Wahaha's expansion is no laughing matter

By Paula M. Miller (China Business Review)
Updated: 2007-06-08 09:34

If you've traveled in China, chances are you drank at least one bottle of Wahaha brand water, or perhaps the company's iced tea, fruit drinks, or its Future Cola. Once you returned to the United States, you may even have come across Future Cola in New York or Los Angeles, because the company that first set up shop in an elementary school in Hangzhou, Zhejiang, is going global.

From Hangzhou to huge
Wahaha's exhibition hall at its corporate headquarters in Hangzhou, Zhejiang. Photographs: Paula M. Miller
The Hangzhou Wahaha Group Co., Ltd., China's leading domestic beverage producer, didn't achieve success overnight. The company's predecessor, the Hangzhou Shangcheng District School-Run Enterprise Sales Department, funded its start-up operations in 1987 with a government loan. Zong Qinghou, the company's founder, and two retired schoolteachers initially sold milk products and popsicles out of a school store, but to benefit the students' health the group soon began producing and selling nutritional drinks. The company's success selling nutrition products in school shops led to its first big expansion: with Hangzhou government support, the company acquired a large, 30-year-old state-owned enterprise, the Hangzhou Canned Food Product Co., in 1991. The company then changed its name to the Hangzhou Wahaha Group Co. (The word "Wahaha" is meant to mimic the sound of a baby laughing and is taken from a children's folk song.)

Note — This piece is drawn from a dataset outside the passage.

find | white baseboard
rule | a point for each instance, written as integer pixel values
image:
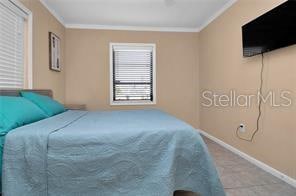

The company's founder and two retired schoolteachers initially sold milk products and popsicles out of a school store.
Wahaha's second large-scale expansion occurred in 1994 when the company merged with three insolvent companies in Fuling, Sichuan, to set up its first factory in Chongqing. Establishing a factory in Chongqing helped the company in two ways. The location provided Wahaha with a manufacturing base in western China, enabling the company to reduce distribution costs. And the merger occurred when the central government was providing coastal companies incentives to invest in the west.

In 1996, Wahaha joined with Groupe Danone SA to form five new subsidiaries, of which Danone owns 51 percent and Wahaha the remainder; Danone now owns 30 percent of the whole company. With Danone's assistance, the company was able to invest in advanced production lines and improve efficiency. Thanks to the mergers and joint ventures, Wahaha's production doubled from 1996 to 1997.